Despite these heavy rubber features, the shoes are still pretty light. Together, the shoes weigh a little over a pound. Even if they don’t have a Gore-Tex lining, they dry pretty quickly. When I soaked them in the sink around 11 a.m., they were dry enough to wear by 1 p.m. They have a neutral platform and a slight 8-mm heel drop. It’s not quite a barefoot running shoe, but it’s not far off from one, either.

To The Limit

The Ultra Train 2s aren't quite perfect. While I didn't notice the speed laces loosening while I was testing this shoe, it seems worth noting that I've had experiences with the toggle getting loose in the past. Within a limited timeframe, it's impossible to test the durability of the webbing that the laces run through, but sometimes this particular type of webbing frays as the thin laces scrape back and forth. Also, and this is a personal preference thing, but as I mentioned, they are really stiff. They work well on rocky terrain, but if you're cruising mainly on dirt and asphalt, you might want shoes with a bit more give.

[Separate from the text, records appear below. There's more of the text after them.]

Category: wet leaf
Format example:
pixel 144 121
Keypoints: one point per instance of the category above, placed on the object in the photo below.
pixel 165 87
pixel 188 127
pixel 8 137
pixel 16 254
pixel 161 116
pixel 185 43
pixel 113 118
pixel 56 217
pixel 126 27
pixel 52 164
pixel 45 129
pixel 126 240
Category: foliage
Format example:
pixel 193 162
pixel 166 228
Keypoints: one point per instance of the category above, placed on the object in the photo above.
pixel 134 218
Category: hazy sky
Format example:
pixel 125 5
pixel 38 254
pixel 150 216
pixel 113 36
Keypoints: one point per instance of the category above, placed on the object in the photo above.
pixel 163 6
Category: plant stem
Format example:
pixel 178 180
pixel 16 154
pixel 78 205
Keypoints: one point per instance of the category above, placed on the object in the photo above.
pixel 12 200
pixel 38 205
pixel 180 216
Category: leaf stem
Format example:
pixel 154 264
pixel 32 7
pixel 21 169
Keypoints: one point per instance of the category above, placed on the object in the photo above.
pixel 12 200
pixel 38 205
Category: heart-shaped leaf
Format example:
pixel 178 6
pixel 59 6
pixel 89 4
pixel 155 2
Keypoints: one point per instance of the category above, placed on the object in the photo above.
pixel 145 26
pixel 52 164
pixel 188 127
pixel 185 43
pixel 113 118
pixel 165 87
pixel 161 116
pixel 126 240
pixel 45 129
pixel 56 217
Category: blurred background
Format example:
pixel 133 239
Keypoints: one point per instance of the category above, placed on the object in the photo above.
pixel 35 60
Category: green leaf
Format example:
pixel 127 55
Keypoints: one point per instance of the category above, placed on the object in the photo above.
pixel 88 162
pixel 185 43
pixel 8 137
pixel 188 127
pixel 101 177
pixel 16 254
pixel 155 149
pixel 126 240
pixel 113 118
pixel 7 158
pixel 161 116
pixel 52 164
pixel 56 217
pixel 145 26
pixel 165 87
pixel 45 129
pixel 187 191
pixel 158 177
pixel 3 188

But in pretty much every other way that counts, the Ultra Train 2s are bomber. On top of that, they're good-looking—you wouldn't feel out of place wearing these if you stop by a bar on your way home. If you're worried about getting gravel between your toes this summer, pick up a pair. They’re easy to slip on and off, suitable for both walking the dogs, and protective enough for two- or three-day weekend backpacking trips. At the very least, they’re definitely better than a pair of flip-flops.